To combat beer invaders there are a few steps that can be taken. You can leave your beers in a back pack in some discrete location. You can stash a few in the toilet tank. Very few people would think to look there, and the fact that the toilet won't flush properly will be lost on most people. Back in the bad old days, when you could drink 15 beers and drive a piece of shit Chrysler Newport 80 miles an hour on your way home, you could store all your beers in the trunk of your car.
Nowadays, we have to rely on a cab or a bus, so there is no safe beer storage. One thing you can do to protect your precious beer allotment, is to take a sharpie and write your initials on the bottom of each can. The offending beer thief would unsuspectingly steal your beer out of the fridge. As he would hoist the beer, your initials would be revealed and you would be entitled to yell. " Hey , you sum bitch, that's my beer!" Hopefully that person would be embarrassed and leave, give you money, or endure a punch in the face.
3. The Can.
Graphic as this may seem, if you are a beer drinker, an inevitable case of the green apple two-step will eventually strike. Always make sure that you are within close proximity of a toilet bowl or a gas station. Beer will also guarantee emanation of toxic methane fumes, and should you let one rip at a bar, always blame it on someone drunker than you who happens to be in close proximity. Be prepared and always search out well ventilated areas and avoid open flames. An ample supply of clean shorts should always be on hand.
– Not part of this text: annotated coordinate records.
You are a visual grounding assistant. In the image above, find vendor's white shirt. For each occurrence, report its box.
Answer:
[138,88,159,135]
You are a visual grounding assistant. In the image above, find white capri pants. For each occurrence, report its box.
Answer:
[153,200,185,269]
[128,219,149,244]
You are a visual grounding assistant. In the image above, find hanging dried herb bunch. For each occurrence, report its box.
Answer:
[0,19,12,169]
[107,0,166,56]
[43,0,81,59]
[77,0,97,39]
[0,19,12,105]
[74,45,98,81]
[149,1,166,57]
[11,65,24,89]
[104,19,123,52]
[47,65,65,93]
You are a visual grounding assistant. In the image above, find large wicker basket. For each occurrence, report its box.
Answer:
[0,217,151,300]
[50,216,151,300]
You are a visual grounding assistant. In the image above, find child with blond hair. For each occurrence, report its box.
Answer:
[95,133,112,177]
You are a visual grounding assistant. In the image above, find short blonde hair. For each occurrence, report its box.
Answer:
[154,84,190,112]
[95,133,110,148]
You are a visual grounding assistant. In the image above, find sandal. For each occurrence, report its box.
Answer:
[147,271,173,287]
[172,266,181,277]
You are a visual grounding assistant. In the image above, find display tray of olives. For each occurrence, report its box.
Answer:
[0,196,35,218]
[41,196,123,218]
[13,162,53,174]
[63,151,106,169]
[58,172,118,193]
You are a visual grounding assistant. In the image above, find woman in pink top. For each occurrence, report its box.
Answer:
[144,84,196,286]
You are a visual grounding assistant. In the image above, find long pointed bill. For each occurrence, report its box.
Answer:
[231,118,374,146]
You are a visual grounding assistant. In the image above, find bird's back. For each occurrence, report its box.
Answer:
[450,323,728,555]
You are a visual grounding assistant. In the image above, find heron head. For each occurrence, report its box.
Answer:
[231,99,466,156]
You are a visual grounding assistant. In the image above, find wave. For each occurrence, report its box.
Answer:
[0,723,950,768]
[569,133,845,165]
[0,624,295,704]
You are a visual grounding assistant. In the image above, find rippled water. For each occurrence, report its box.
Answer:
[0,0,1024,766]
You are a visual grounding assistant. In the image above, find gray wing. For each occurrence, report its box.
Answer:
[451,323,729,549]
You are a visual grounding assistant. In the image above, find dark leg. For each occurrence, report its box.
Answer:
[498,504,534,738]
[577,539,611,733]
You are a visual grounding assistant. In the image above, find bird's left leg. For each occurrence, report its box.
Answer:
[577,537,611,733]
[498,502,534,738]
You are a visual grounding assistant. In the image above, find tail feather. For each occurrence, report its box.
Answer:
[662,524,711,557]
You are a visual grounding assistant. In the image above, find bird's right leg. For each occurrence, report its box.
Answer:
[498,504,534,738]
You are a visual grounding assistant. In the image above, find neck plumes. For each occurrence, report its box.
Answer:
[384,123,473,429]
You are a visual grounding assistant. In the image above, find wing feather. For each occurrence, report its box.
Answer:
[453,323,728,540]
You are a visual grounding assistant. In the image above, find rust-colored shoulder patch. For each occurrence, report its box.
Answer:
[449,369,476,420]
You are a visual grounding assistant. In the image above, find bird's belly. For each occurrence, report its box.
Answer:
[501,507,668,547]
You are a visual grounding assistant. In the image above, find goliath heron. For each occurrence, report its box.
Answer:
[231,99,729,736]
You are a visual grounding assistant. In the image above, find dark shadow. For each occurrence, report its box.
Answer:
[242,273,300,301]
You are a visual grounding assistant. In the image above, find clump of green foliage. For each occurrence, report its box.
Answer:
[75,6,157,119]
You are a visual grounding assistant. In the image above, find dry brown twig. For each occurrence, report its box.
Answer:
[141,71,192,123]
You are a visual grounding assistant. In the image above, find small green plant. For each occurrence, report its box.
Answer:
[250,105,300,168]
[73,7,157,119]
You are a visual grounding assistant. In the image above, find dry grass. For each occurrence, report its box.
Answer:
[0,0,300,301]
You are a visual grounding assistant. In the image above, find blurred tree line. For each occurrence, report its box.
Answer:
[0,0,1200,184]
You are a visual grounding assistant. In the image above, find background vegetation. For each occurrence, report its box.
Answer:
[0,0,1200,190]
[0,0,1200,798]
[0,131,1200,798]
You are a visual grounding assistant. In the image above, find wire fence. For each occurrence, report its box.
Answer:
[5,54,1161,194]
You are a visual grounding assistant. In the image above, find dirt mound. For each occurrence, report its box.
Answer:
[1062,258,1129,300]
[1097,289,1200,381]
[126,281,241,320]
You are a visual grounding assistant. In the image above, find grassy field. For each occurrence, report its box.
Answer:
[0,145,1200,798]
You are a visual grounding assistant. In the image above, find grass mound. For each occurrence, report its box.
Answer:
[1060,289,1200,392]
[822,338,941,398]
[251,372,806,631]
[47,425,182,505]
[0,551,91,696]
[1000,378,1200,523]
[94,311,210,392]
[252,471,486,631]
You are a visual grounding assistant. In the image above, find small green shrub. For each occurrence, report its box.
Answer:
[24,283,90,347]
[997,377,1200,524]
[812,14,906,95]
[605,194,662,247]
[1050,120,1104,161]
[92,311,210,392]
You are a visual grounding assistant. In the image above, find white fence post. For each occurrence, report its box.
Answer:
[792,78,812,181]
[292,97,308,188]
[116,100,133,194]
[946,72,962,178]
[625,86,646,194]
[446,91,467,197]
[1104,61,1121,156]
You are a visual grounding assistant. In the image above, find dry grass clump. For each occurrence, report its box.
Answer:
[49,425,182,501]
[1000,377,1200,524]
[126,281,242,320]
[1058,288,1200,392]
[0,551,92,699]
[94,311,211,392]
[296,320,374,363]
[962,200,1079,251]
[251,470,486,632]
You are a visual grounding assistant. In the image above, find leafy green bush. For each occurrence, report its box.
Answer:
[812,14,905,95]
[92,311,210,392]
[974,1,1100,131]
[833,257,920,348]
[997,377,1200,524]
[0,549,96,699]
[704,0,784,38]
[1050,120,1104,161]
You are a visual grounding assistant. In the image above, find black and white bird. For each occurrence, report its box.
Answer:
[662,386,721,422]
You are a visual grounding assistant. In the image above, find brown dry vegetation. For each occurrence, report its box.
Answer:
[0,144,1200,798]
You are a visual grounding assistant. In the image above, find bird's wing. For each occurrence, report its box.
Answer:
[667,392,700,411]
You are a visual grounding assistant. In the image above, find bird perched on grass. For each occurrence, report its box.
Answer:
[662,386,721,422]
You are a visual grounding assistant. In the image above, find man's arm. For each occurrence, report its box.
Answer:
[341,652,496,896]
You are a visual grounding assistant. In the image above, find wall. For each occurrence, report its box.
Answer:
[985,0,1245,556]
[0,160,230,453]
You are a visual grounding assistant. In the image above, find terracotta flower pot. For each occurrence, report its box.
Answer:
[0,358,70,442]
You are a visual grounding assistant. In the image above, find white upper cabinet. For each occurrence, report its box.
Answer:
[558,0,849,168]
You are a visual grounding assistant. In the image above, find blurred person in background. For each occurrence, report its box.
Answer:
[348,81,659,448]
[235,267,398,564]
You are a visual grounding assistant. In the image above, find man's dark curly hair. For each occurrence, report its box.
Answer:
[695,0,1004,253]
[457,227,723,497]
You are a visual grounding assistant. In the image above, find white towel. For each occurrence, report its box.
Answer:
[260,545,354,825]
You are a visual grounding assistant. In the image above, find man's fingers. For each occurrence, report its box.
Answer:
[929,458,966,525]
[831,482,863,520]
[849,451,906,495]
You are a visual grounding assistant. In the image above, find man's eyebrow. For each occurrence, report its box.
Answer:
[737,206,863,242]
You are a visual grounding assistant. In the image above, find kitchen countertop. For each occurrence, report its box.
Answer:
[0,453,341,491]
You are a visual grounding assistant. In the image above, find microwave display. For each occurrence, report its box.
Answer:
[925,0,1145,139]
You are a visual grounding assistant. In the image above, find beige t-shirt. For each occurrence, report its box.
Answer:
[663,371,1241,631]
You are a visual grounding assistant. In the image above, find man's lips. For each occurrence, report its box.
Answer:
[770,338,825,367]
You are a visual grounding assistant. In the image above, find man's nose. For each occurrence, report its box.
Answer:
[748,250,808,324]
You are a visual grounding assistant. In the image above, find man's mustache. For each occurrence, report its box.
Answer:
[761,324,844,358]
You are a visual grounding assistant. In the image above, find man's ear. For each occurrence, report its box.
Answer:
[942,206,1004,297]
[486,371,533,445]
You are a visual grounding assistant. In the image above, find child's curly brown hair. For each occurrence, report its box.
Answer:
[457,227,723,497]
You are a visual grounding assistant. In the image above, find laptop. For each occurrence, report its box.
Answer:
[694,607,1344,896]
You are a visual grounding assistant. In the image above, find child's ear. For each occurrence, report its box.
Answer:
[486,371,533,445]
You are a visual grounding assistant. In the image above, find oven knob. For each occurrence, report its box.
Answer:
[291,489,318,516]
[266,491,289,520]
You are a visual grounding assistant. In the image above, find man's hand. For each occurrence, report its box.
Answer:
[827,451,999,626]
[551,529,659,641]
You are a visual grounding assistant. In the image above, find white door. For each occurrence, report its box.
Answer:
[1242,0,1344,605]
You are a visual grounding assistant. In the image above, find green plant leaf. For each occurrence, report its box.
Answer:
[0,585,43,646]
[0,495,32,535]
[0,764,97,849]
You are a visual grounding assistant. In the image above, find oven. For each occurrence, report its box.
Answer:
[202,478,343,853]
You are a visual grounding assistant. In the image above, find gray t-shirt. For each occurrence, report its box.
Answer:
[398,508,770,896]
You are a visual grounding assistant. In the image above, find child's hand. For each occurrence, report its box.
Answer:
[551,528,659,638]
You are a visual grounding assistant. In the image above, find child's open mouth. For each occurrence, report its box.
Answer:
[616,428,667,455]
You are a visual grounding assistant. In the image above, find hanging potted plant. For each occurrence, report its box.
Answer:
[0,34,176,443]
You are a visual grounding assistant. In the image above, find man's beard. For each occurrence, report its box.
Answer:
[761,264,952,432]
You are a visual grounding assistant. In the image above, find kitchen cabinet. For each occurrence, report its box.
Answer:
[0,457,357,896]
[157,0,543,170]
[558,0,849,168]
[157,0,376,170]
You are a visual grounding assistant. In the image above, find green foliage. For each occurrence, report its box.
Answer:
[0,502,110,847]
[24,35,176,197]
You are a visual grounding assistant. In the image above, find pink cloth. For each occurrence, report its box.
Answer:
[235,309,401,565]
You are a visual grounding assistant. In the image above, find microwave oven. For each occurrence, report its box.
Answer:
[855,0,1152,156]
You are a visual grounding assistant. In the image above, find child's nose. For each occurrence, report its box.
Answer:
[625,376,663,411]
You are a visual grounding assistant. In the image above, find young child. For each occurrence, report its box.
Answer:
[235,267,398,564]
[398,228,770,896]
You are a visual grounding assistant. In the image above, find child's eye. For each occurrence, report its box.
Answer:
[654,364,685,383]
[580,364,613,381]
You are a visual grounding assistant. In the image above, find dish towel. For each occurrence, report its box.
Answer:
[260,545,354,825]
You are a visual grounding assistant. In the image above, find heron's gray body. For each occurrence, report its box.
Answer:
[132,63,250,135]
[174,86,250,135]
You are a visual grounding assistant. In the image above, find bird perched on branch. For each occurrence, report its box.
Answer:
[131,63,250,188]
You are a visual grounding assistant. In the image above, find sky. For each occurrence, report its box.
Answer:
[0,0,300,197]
If you indulge in prodigious quantities of beer, you will eventually end up walking funny. You should practice drunk-walks as you will at one time or another, be doing the heel-to-toe walk, the twenty beer tango or the sideways shrub encounter. Wear slip-resistant footwear, leather for for sliding on pavement and acquaint yourself with the name of the doctor at your local emergency room.
5.Guitars, Cadillacs and Twenty Beers.
If you happen to be a musician, it is probably wise to avoid getting too hammered before your gig. Your fingers will mysteriously begin to play non-existent chords and you will forget lyrics. The nice thing about rockabilly, is that, even if you forget the second verse, you can repeat he first and no one will notice. If you are shithouse plastered, no amount of repetition can mask a bunch of incoherent mumbling. The best thing to do in the case of excessive beer intake, is to rehearse a couple of drunk songs. Songs that you can nail completely shitfaced. You can go to a local jam, sing Folsom Prison Blues flawlessly, and receive a few free beers in the process, with nobody being the wiser.
There you have it, friends , a few observations on beer. As my old friend Ray Condo was fond of saying; If you drink don't drink, and if you drive don't drive.